Between the years 1600 and 2007, Earth's population grew to 6.07 billion people and fossil fuel use became widespread, increasing atmospheric carbon dioxide (CO2) from an estimated 274 parts per million to 385.
CO2 traps heat in the atmosphere, contributing to global warming, because it absorbs radiation from Earth's surface that would otherwise escape into space.
Earth's average temperature has risen about 1.8°F over the past 100 years and it will rise much more as long as CO2 emissions continue to increase at current rates.
Even if emissions were to stabilize today, temperature would continue to rise for several decades due to the delayed response of the climate system.
The years 1998, 2005, and 2007 are the warmest ever recorded according to historical weather data.
Over the past 50 years, the top 2,300 feet of the ocean has warmed about 0.18°F. The ocean's response to climate change has been slower than the atmosphere. Therefore, because the ocean stores most of Earth's heat, ocean temperature and sea level will continue to rise for several decades due to past greenhouse gas emissions, even if emissions are curbed today.
Climate change means more extreme weather. Over the last 60 years, heavy rain and snow storms have become 24% more frequent in the U.S. Warmer ocean waters also may make strong hurricanes even more powerful.
The ocean is acidifying. About 30% of the CO2 released by human activities over the past 200 years has already been absorbed by the ocean. Ocean acidification is expected to make it harder for corals, plankton and other shell-forming organisms to grow shells.
Deforestation contributes to global warming. Trees benefit the environment by absorbing CO2, but they return it to the atmosphere upon decaying or burning. Nearly 40% of Earth's land surface has been converted for human use; as a result, large quantities of CO2 have been released into the atmosphere-at the same time, fewer trees are left to absorb it.
Changing Climate = Changing Ice Changing Land
Today, ice sheets are melting much faster than they were only a couple of decades ago. Greenland, for example, is losing about 50 cubic miles of ice per year. If the Greenland ice sheet was to melt completely, for instance, global sea level would increase to 23 feet because the transfer of ice from land into the ocean makes sea level rise. Although sea level rise of this size may take centuries or longer to complete, hundreds of millions of people would eventually feel the impact.
Ice shelves are massive platforms of ice floating on the ocean, especially around Antarctica.
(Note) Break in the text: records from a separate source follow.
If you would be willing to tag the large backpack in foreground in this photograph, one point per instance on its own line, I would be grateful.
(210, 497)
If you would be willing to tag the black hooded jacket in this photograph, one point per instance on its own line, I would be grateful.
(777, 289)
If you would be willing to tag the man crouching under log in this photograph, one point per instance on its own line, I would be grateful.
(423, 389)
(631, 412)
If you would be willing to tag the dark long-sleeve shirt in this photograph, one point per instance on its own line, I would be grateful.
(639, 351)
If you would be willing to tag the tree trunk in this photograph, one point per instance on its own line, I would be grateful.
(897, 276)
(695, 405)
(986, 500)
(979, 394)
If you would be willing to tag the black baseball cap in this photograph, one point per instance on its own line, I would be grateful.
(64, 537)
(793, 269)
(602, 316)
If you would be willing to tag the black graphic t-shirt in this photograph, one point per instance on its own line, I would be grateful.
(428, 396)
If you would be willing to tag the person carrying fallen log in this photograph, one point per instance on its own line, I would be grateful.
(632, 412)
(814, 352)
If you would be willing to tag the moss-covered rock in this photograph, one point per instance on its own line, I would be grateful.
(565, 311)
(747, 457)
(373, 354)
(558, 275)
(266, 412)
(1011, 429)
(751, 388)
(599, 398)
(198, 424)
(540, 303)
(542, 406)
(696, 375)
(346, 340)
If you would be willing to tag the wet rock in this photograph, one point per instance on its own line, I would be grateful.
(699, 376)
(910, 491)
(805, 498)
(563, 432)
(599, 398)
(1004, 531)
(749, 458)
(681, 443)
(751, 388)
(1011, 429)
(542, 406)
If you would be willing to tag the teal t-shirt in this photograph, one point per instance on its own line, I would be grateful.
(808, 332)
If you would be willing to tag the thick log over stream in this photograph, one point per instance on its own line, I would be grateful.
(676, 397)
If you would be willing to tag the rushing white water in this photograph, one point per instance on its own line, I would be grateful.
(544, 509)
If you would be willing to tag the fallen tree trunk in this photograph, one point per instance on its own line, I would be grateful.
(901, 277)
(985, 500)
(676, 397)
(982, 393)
Scientists have learned that floating ice shelves act as dams to glaciers, which are actually flowing rivers of ice. After Antarctica's Larsen B ice shelf broke up in 2002, glaciers behind the shelf began flowing into the sea much more quickly.
Sea level has risen about 7 inches over the last 100 years, mostly due to the expansion of water as it warms. Every foot of sea-level rise translates to 100 feet of shoreline loss on the Eastern U.S. coast. Predictions vary, but future sea-level rise could range from 7 inches to more than 40 inches by 2100.
The primary effects of sea-level rise are increased flooding during storm surges and coastal erosion and submergence. Some of the world's largest, most densely populated cities are located in these regions; indeed, 634 million people live within 33 vertical feet of sea level.
Of all the energy reaching Earth from the Sun, about two-thirds is absorbed by land, ocean and atmosphere, and one-third is reflected back into space. Most of the absorbing takes place in the tropics, where dark, plant-covered land and dark ocean predominate. Much of the reflecting happens at the poles, with their bright coverings of snow and ice.
The last few decades have seen larger areas of the world enduring longer--and drier--droughts. One reason is that warmer soils lose their moisture faster, intensifying drought conditions. Also, warming tends to cause more intense but less frequent rain storms and changes local weather patterns.
Many regions around the globe have seen a sharp increase in the number of wildfires over the past several decades because of climate change. In the American West, spring-summer temperatures averaged 1.6°F higher between 1987 and 2003 than in the previous 15 years. That same span saw four times as many wildfires, many at higher elevations.